1. Sauté Garlic:
- Melt the butter in a large skillet over medium heat.
- Add the minced fresh garlic and sauté for 1-2 minutes until fragrant. Be careful not to let it brown or burn, as burnt garlic tastes bitter. Remove skillet from heat briefly if needed.
2. Heat Chicken & Seasonings:
- Add the cooked shredded or diced chicken to the skillet with the garlic butter.
- Sprinkle with the garlic powder, Italian seasoning, salt, and pepper. Stir well and heat through for about 1-2 minutes, coating the chicken in the flavors. Remove chicken mixture from skillet and set aside briefly (can place in the filling bowl).
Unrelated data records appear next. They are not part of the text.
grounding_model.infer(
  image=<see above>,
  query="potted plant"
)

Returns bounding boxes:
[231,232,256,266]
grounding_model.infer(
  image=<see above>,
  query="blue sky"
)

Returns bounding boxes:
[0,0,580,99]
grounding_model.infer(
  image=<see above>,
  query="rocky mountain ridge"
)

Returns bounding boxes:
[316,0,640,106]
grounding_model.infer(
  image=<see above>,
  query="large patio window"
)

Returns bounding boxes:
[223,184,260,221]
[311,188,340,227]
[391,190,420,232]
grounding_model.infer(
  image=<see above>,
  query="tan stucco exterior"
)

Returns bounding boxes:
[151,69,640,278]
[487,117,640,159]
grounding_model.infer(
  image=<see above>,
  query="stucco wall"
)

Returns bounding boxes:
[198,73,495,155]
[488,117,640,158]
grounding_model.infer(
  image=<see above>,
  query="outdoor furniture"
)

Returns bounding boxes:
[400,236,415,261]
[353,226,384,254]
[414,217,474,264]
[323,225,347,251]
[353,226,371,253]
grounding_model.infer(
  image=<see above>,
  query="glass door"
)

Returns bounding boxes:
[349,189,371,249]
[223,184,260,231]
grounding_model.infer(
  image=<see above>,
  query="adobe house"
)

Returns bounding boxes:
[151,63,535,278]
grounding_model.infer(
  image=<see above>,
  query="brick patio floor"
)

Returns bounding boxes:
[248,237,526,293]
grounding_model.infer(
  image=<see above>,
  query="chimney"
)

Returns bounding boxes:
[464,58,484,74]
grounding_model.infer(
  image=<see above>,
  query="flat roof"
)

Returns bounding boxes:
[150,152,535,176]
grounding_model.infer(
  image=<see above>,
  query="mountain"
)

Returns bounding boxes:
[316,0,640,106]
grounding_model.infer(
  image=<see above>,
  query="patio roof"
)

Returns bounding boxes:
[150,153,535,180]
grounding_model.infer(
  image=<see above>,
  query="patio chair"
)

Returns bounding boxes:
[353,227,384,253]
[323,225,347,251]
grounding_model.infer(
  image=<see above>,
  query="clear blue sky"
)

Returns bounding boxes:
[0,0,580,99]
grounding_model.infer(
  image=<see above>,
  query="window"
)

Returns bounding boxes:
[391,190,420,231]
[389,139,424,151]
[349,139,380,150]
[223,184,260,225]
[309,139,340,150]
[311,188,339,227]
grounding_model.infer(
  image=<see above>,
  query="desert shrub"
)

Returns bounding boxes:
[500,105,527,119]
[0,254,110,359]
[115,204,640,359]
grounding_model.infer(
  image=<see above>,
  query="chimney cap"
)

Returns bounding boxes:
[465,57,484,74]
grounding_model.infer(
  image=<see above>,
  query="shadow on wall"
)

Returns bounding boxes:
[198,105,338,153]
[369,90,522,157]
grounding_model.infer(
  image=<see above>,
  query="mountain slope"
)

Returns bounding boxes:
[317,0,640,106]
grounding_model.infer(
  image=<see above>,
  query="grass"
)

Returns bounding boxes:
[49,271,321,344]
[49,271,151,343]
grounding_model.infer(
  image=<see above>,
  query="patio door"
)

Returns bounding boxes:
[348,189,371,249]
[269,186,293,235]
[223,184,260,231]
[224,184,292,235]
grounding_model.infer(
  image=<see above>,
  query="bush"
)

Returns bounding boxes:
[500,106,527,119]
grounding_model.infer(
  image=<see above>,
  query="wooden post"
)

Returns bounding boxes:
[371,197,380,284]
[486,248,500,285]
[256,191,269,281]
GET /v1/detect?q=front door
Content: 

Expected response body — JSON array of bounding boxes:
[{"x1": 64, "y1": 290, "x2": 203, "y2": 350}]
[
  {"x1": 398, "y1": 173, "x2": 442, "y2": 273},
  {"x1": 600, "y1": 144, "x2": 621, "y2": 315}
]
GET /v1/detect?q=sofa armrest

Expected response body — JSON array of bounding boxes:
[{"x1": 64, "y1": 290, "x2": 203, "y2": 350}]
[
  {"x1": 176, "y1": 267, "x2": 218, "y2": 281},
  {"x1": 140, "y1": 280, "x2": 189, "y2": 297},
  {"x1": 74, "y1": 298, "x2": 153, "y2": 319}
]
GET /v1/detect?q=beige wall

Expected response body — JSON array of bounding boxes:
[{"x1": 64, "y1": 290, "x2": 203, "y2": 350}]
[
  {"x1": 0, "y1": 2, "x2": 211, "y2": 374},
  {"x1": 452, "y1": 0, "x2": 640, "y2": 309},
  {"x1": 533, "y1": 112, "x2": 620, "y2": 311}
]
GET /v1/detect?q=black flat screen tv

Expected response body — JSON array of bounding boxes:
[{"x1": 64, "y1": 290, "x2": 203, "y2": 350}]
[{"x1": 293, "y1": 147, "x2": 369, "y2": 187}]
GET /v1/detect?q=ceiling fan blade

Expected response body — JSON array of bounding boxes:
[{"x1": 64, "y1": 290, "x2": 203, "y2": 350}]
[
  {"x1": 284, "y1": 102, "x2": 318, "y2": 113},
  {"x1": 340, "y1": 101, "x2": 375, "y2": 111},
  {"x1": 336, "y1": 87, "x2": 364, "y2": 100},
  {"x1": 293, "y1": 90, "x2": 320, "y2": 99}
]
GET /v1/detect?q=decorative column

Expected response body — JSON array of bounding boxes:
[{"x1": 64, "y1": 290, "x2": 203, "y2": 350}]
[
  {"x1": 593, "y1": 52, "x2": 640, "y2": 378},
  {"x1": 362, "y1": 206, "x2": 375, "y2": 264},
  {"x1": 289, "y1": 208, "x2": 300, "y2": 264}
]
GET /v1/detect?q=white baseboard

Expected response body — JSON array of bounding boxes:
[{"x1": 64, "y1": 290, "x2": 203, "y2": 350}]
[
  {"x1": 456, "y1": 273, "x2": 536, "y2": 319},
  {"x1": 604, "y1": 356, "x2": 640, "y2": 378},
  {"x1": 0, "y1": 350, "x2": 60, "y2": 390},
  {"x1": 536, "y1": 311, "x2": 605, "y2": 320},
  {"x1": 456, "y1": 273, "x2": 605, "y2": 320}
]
3. Make Cheese Filling Base:
- In a large mixing bowl, combine the softened cream cheese and sour cream. Stir or beat until smooth.
- Stir in about 1 cup of the shredded mozzarella or cheddar cheese (reserving the remaining 1/2 cup for inside the wraps).
4. Combine Filling:
- Add the warm garlic-seasoned chicken mixture to the cheese mixture in the bowl.
- Stir everything together until the chicken is evenly coated and combined with the creamy cheese filling.
5. Assemble the Wraps:
- Lay one large tortilla flat on a clean surface.
- Spoon about one-quarter of the chicken and cheese mixture onto the center of the tortilla, spreading it slightly but leaving a border around the edges.
- Sprinkle about 2 tablespoons (or 1/8 cup) of the reserved shredded mozzarella/cheddar cheese over the filling on the tortilla.
- Fold the wrap burrito-style: Fold in the opposite sides (left and right) snugly over the filling. Then, tightly roll the tortilla up from the bottom edge towards the top edge to form a secure wrap. Place seam-side down.
- Repeat for the remaining tortillas and filling.
6. Cook the Wraps:
- Wipe out the skillet used earlier if needed, or use a clean skillet or grill pan. Place it over medium heat (add a tiny bit of oil or butter if desired, but often not necessary if wraps are sealed well).
- Carefully place 1 or 2 wraps (depending on pan size), seam-side down, into the warm skillet.
- Cook for 2-3 minutes per side, until the tortilla is golden brown, slightly crispy, and the cheese inside is melted and gooey. Flip carefully with a spatula. Adjust heat as needed to prevent burning.
- Repeat with remaining wraps.
7. Garnish and Serve:
- Remove the cooked wraps from the skillet.
- Garnish generously with fresh chopped parsley.
- Serve the Cheesy Garlic Chicken Wraps immediately while hot and crispy.